We were very fortunate in Budapest to have Endre and Veronica Kelemen as our hosts. Endre worked in educational broadcasting and was a friend and colleague of Virginia’s father John, who ran the BBC’s Open University Production Centre. They had become acquainted at a series of European
educational
broadcasting conferences. We found their flat and were given a warm welcome, and steaming plates of Veronica’s goulash before Endre escorted us to our accommodation, a small flat in a block for visiting journalists. We felt a little fraudulent at being given this privilege, but blessed our good fortune and took it anyway.

The following day, we registered with the local police, which was a requirement for tourists at the time, and visited the Czech Embassy to obtain visas for our journey to Prague. We stayed in Budapest for four days, taking the funicular railway up Castle Hill to see the Royal Palace and climbing Gellert Hill for a great view of the city. The Citadel on this hill still bore the damage inflicted in January 1945, when the Germans dug in here and held on for a month before their surrender. We travelled on the elegant Line 1 of the Budapest Metro. Now a World Heritage Site, it was opened in 1896 by Emperor
Franz Josef, the year of the 1000
th
anniversary of the arrival of the Magyars. We visited the Opera House, the Museum of Labour History and the National Gallery.

We watched the extraordinary massed ranks of synchronised gymnasts at the Czech Spartakiada on TV and ate again at Endre and Veronica’s house. We also visited the beautiful Great Synagogue, the largest functioning synagogue in Europe. It is situated on Dohany Street, which marked a boundary of the Nazis’ Jewish Ghetto, established in 1944. Thousands of Jews took refuge in and around the synagogue. Around 7,000 died there during the winter of 1944-45. These victims are buried in the synagogue’s courtyard. Adolf Eichmann, one of the principle architects of the
Shoah
, arrived in the city in March 1944. For a time, he used part of the synagogue as an office as he oversaw the deportation and murder of Hungary’s Jewish population. In the space of not much more than six weeks, between mid-May and June 1944, 381,661 people, half of all the Jews in Hungary, had arrived at Auschwitz. Hardly any survived.
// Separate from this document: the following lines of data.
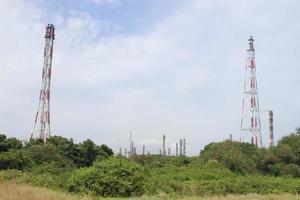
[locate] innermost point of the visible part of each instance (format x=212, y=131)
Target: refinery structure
x=250, y=124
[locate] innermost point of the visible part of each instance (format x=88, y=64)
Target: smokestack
x=164, y=145
x=184, y=147
x=271, y=129
x=180, y=147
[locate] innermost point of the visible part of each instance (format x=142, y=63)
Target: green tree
x=115, y=177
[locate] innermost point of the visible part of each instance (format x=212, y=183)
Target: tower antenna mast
x=41, y=127
x=250, y=119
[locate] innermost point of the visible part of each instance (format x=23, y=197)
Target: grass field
x=12, y=191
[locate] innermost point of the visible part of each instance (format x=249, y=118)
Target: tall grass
x=12, y=191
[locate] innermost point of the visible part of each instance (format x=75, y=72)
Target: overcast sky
x=173, y=67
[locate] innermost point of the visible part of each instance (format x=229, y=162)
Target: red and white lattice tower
x=41, y=127
x=250, y=120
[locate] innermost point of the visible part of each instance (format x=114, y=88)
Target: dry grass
x=249, y=197
x=12, y=191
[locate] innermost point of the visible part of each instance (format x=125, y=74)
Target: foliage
x=111, y=177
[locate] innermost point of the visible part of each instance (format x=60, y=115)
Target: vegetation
x=12, y=191
x=222, y=168
x=112, y=177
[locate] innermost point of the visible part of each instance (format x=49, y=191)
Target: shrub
x=13, y=160
x=115, y=177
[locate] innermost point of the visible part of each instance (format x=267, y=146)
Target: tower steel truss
x=250, y=119
x=41, y=127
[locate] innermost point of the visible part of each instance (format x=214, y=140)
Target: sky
x=155, y=67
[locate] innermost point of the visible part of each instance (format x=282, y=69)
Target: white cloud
x=109, y=2
x=183, y=78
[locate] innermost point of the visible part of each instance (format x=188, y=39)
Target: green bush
x=115, y=177
x=13, y=160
Endre introduced us to a young colleague, Gyorg, a good English speaker who spent a day with us as our guide. He was from Transylvania, a member of Romania’s large Hungarian minority. He was glad to be in Budapest, free from the discrimination Hungarians suffered in education and employment in Romania. Gyorg took us to Szentendre
Skanzen
to the north of the city.
Skanzens
are open-air museums of rural life. The one at Szentendre is effectively a museum village. Thatched cottages and barns, in styles from the last 300 years have either been reproduced here or originals have been dismantled and transported in pieces from their original locations to Szentendre to be rebuilt there. They house farm implements and machinery, furniture, household goods and folk art. Szentendre gave me an idea of what my father’s village might have looked like when he was a boy.